Jeannette KunzDagger , Allison Fuelling, Lottie Kolbe, and Richard A. Anderson§

From the Department of Pharmacology, University of Wisconsin Medical School, Madison, Wisconsin 53706

Type I and type II phosphatidylinositol phosphate (PIP) kinases generate the lipid second messenger phosphatidylinositol (PtdIns) 4,5-bisphosphate and thus play fundamental roles in the regulation of many cellular processes. Although the two kinase families are highly homologous, they phosphorylate distinct substrates and are functionally non-redundant. Type I PIP kinases phosphorylate PtdIns 4-phosphate at the D-5 hydroxyl group and are consequently PtdIns 4-phosphate 5-kinases. By contrast, type II PIP kinases are PtdIns 5-phosphate 4-kinases that phosphorylate PtdIns 5-phosphate at the D-4 position. Type I PIP kinases, in addition, also phosphorylate other phosphoinositides in vitro and in vivo and thus have the potential to generate multiple lipid second messengers. To understand how these enzymes differentiate between stereoisomeric substrates, we used a site-directed mutagenesis approach. We show that a single amino acid substitution in the activation loop, A381E in IIbeta and the corresponding mutation E362A in Ibeta , is sufficient to swap substrate specificity between these PIP kinases. In addition to its role in substrate specificity, the type I activation loop is also key in subcellular targeting. The Ibeta (E362A) mutant and other mutants with reduced PtdIns 4-phosphate binding affinity were largely cytosolic when expressed in mammalian cells in contrast to wild-type Ibeta which targets to the plasma membrane. These results clearly establish the role of the activation loop in determining both signaling specificity and plasma membrane targeting of type I PIP kinases.

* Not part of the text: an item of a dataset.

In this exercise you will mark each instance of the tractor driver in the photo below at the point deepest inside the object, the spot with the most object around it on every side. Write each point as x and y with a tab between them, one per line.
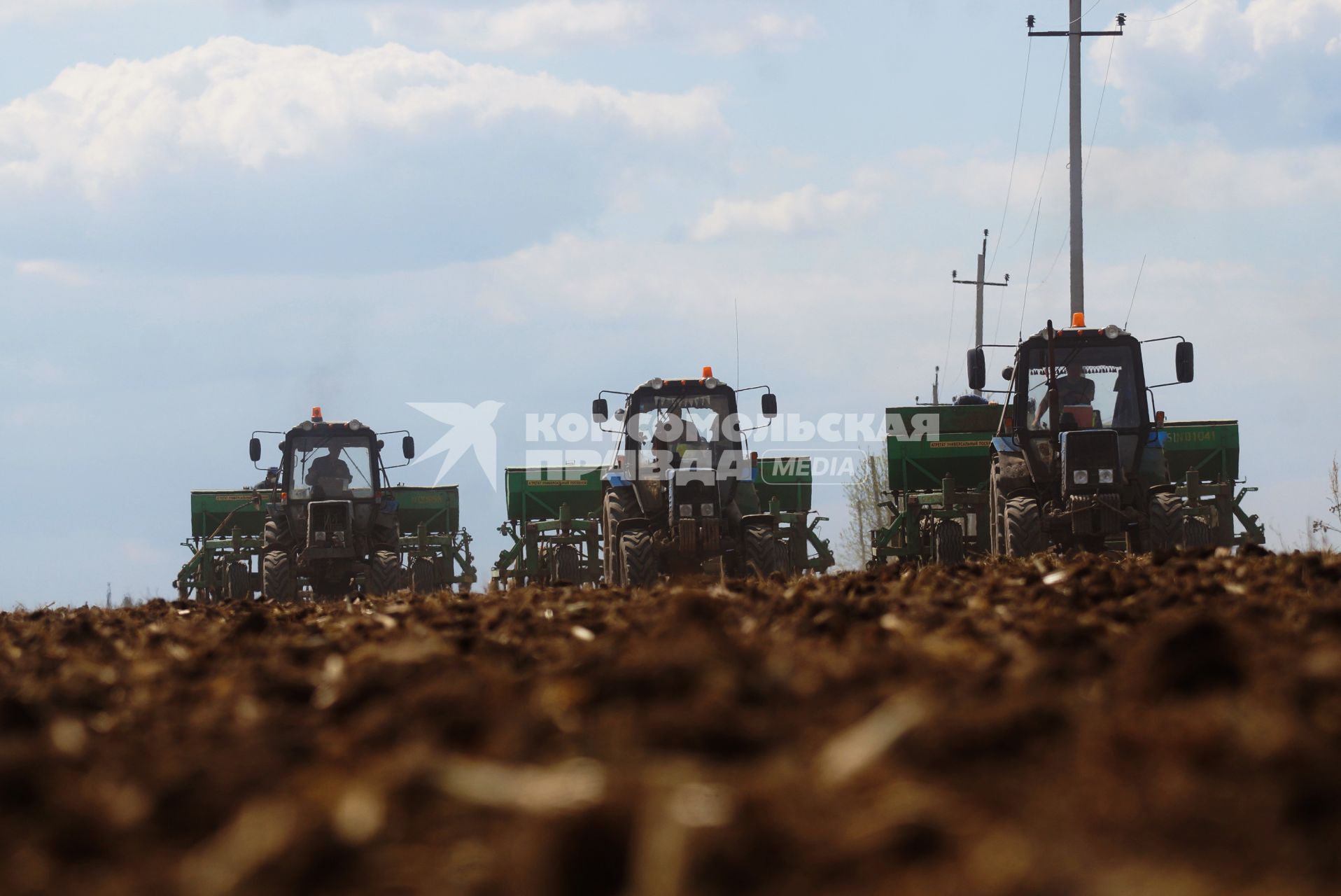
1074	389
329	467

* This work was supported by National Institutes of Health grants (to R. A. A.).The costs of publication of this article were defrayed in part by the payment of page charges. The article must therefore be hereby marked "advertisement" in accordance with 18 U.S.C. Section 1734 solely to indicate this fact.

Dagger Present address: Dept. of Molecular Physiology and Biophysics, Baylor College of Medicine, One Baylor Plaza, Houston, TX 77030.

§ To whom correspondence should be addressed: Dept. of Pharmacology, University of Wisconsin Medical School, 1300 University Ave., Madison, WI 53706. Tel.: 608-262-3753; Fax: 608-262-1257; E-mail: raanders@facstaff.wisc.edu.


Copyright © 2002 by The American Society for Biochemistry and Molecular Biology, Inc.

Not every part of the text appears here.